On buses and trains I made the daily commute from Bridgeport to Albertus Magnus College in New Haven,  where I met a young Yale student who inspired my current project about Teddy Holbrook, and the impact Teddy’s alcoholism has on himself, his marriage, and his children. 

The young man from Yale and I didn’t date long, maybe four or five months, but I never forgot him telling me how he once had gotten so drunk his roommates got a Yale administrator to help control him.  A few years later, in a fourth-floor walk-up apartment on St. Paul Street, I was feeding pablum to my new baby and read the Yaley’s byline in The New York Times — the brilliance he had evinced as a student was being fulfilled. 

Years, decades, passed, while I worked in public relations, free-lanced news and feature articles, raised my family, and thought that I would write fiction “some day . . . some day.”  The sudden death of my beloved older sister, when I was fifty-two, made me realize that life doesn’t guarantee anyone a “some day.”  Four years and four stories after Sally’s death, I submitted a story to the Bread Loaf Writers Conference, thinking that acceptance would signify I had talent.
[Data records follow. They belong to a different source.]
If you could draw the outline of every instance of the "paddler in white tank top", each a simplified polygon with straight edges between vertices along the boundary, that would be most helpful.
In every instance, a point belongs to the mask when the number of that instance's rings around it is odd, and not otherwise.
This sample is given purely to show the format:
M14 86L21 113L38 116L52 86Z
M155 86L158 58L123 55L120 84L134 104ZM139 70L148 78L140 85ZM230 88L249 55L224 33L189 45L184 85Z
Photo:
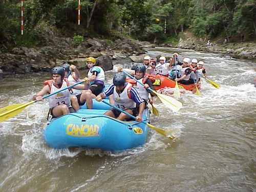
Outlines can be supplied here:
M162 56L159 58L159 63L156 66L157 75L160 75L168 77L169 68L172 66L169 62L166 62L165 56Z
M105 73L100 67L95 66L96 60L93 57L88 57L86 61L89 68L87 79L90 81L91 84L89 90L82 92L89 92L92 94L93 98L95 98L102 91L105 81Z
M151 62L151 58L149 56L145 56L144 57L143 64L146 67L146 74L150 75L155 75L156 71L155 68L156 68L156 64L153 62Z
M188 66L188 64L190 62L190 59L189 58L186 57L183 59L183 65L181 66L180 70L180 78L175 78L176 81L178 81L179 83L183 84L188 84L194 83L189 80L191 70Z
M64 78L65 71L62 67L54 67L51 71L53 79L49 80L49 83L33 97L33 100L42 101L42 97L47 94L56 92L69 86L67 79ZM75 83L71 82L71 84ZM74 87L77 89L88 89L89 83L83 85L77 84ZM72 108L70 100L70 94L68 89L52 95L49 98L51 114L53 117L58 117L67 114L75 110Z
M115 74L113 77L113 83L111 84L103 93L98 95L96 100L101 101L102 99L113 94L115 106L136 116L136 120L141 122L145 103L137 90L125 81L126 76L123 73ZM139 106L139 109L136 108L136 104ZM122 121L131 119L129 116L115 109L108 111L104 115Z
M65 78L68 79L69 82L73 82L76 83L80 81L79 72L74 65L64 64L62 66L65 70ZM73 72L72 72L73 71ZM71 88L70 91L71 96L76 96L81 93L81 91L75 88Z

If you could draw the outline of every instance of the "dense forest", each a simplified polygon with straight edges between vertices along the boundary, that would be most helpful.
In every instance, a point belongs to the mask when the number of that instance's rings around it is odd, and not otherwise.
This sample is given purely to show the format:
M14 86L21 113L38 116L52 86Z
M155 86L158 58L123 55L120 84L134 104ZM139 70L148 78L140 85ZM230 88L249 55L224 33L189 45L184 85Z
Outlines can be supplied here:
M140 40L173 42L180 32L214 38L255 37L255 0L20 0L0 1L0 51L43 46L48 30L73 38L98 37L110 40L127 36Z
While few of the youngsters in my workshop liked my story about a Vietnam War veteran, “After the Service” eventually was published, first by The Distillery in 2002, and then as part of my award-winning short story collection, St. Bart’s Way in 2015.

Since then, two more books, forty stories, plus several dozen book reviews and essays of mine have been published.  I’ve also written two unpublished mysteries.  And become a widow.  At loose ends professionally and personally, the true story of a teenager who killed his parents haunted me, but I couldn’t get a handle on it.

Widowhood permits a woman some license, and one afternoon, while twiddling around on the internet, I looked up that long-ago boyfriend.  I was stunned.  The only mention of him was his obituary, which made clear that he had died from alcoholism.  That tragedy, braided with the teenager who killed his parents, becaame the inspiration for “In the Ullage.” (See “In the Ullage" under Other Published Short Stores in My Portfolio.)

I soon realized that “In the Ullage” was the basis for a whole collection centered on the impact of alcoholism on one middle-class family.  The statistics are staggering: in 2018 there were 10,511 alcohol-impaired driving fatalities; more that 65 million Americans report binge drinking once month; teen use of alcohol kills 4,700 people each year.  But statistics are only numbers; behind each number is an ndividual and a troubled family.  Those are the stories I want to tell.

If I receive a Baker Award, I will use the money to conduct research, upgrade my computer system, and hire the personal support I need in order to have the time to write.   Thank you for giving me this opportunity.